Purpose – We explore the role of Personal Learning Environments in an already ICT-dense context and in combination with some educational approaches in the field of technology enhanced education. We analyze how Personal Learning Environments are not a device but a learning strategy that threatens the way educational institutions and their functions are understood, by contributing to enable a borderless learning society.

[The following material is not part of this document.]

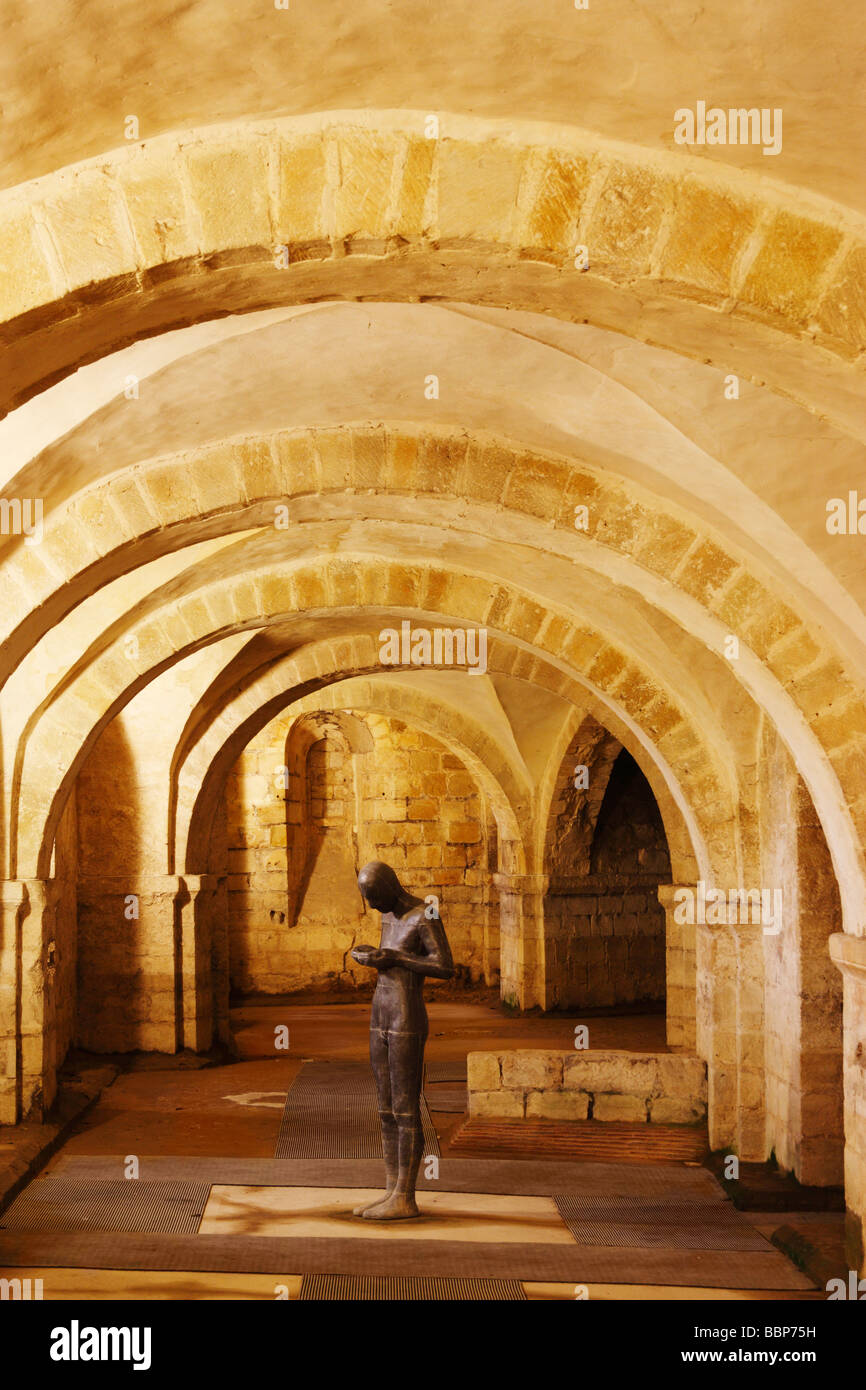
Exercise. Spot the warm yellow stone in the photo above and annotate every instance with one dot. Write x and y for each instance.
(230, 186)
(788, 266)
(477, 189)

Design/methodology/approach – We will begin revisiting Vygotsky’s concept of the Zone of Proximal Development and assess the role of educators and educational institutions as the actual more knowledgeable others in scaffolding learners’ learning paths. This role will be put in relationship with different learning scenarios (formal, non-formal, informal and autodidactic) according to their inner structure (or lack of) and degree (or absence) of planning. Last, we put PLEs in relationship with other “physical” spaces (VLEs and LMSs), the digitization of content (open educational resources), records and assessments (e-Portfolios) and the possibility to flip some traditional tasks or processes that enabled regaining the social component in the classroom (Education 2.0).

Findings – We suggest that PLEs have come to close the circle of ICTs in Education with a highly transformative power: the power to blur the boundaries between formal teaching and informal learning. Indeed, the traditionally difficult transition from one learning scenario to a different one has been made smoother by the appearance of OER and, especially, social media constructs that can be used for learning purposes, especially within a PLE-based strategy.

Originality/value – It is stated that institutions should embrace and even foster the possibility that learners could easily and intensively switch educational resources, just like they could shift among different registers and learning scenarios, as a newly enabled way to tear down the artificial divisions that formal learning edified.